I don't think anyone is necessarily giving Tyson a free pass. He is just the only big we have with any sort of potential to be a dominating force within his role. We signed him to a contract, so we're all hoping he comes around eventually and can play 35 mpg. As soon as he can do this, I think we'll start seeing the numbers a lot of us expected to see out of him this season.


----------



## Pippenatorade (Dec 29, 2005)

Rhyder said:


> I think Tyson's decrease in numbers is mainly a result of his foul problems. Note that he is starting this year and his MPG has decreased. He had these same problems last year and Skiles recognized that, which is why Chandler came off the bench. Curry had similar foul trouble, but having both of them out there at the same time, especially to start the game and we'd have seen a lot of what we are seeing this year. Constant fouling and being in foul trouble every quarter.
> 
> Now that Curry is gone, Chandler had to step up and play a new role at Center. He has not done well in this role, especially in the first half of the season. However with Tyson's athletic ability, I think this is an area in which he could drastically improve. Tyson's first three years, he would jump at every pump fake an offensive player threw at him. The past two seasons, Tyson has improved a lot in this area. He needs to learn when to choose his spots. Altering a shot can be just as effective as blocking a shot.
> 
> *I don't think anyone is necessarily giving Tyson a free pass. He is just the only big we have with any sort of potential to be a dominating force within his role. We signed him to a contract, so we're all hoping he comes around eventually and can play 35 mpg. As soon as he can do this, I think we'll start seeing the numbers a lot of us expected to see out of him this season.*


Ahhh I see, so the approach of having to hope he turns it around even though nobody actually really thinks he deserves a free pass, because if he doesn't turn it around, then we're really screwed. Is that it? I can buy that. IMO it doesn't reflect well upon Paxson that people have to think that way, BUT I certainly can buy it. It explains the inconsistency. So it's almost like... if you want a guy out of town, you say so BEFORE we sign him, but once we do he's "part of the family"..? I don't think that the majority of people who won't come down on him think that, but I think probably a very sizable minority does. 
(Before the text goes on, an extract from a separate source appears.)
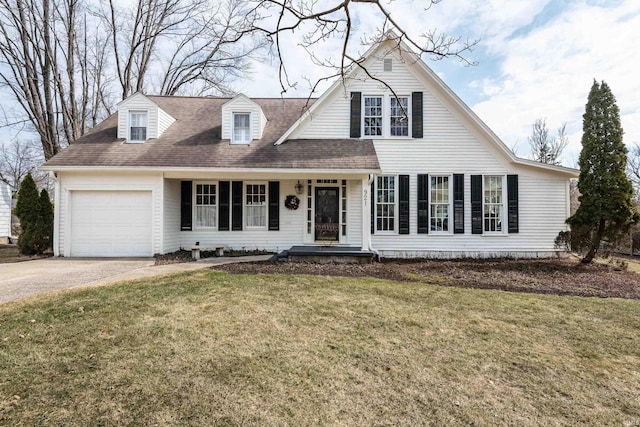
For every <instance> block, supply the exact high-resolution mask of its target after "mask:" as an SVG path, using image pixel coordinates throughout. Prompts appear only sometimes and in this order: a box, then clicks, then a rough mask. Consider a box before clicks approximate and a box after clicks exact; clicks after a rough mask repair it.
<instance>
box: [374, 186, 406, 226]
mask: <svg viewBox="0 0 640 427" xmlns="http://www.w3.org/2000/svg"><path fill="white" fill-rule="evenodd" d="M387 176H388V177H393V178H394V179H393V186H394V187H393V194H394V197H395V200H394V201H393V205H394V209H393V230H378V178H379V177H387ZM398 180H399V175H397V174H382V175H376V177H375V186H374V191H375V194H374V203H375V206H374V209H373V213H374V215H373V217H374V218H373V221H374V222H373V224H374V228H375V233H374V234H380V235H387V236H393V235H397V234H399V231H398V222H399V215H398V213H399V207H400V202H399V200H398V199H399V197H398Z"/></svg>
As far as Tyson's improvements, they haven't been nearly enough for me. Five seasons he's had. Five. Why is it Lamarcus Aldridge could easily go from 225 to 245 and yet Tyson's maybe gained 10 pounds in 5 years? 

And as far as him starting and his minutes being slightly down, I buy that. But that kinda sends a dagger through the heart of people quoting his "stats per 48 minutes." I just don't see him playing 35 minutes without his numbers dramatically diminishing per extra minute played. 

And in re foul trouble, it's Tyson's responsibility to stay out of it. If the guy put on 15 pounds of muscle he wouldn't have to put so much energy into engaging in contact. IMO he has to use too much power to do what he could easily do if he was 255, to the point that contact becomes obvious.


----------



## Pippenatorade (Dec 29, 2005)

johnston797 said:


> I think that you mean that only 5 people share your opinion. :biggrin:


LOL you got me.


----------



## mizenkay (Dec 29, 2003)

*all these hypocrites who professed these grand beliefs like "no excuses" and "you have to play a certain way" and "you don't ask for 10 million dollars unless you show up EVERY night" are nowhere to be found.*


my "who cares" response was to this specific bolded part which is dangerously close to baiting. but you know that.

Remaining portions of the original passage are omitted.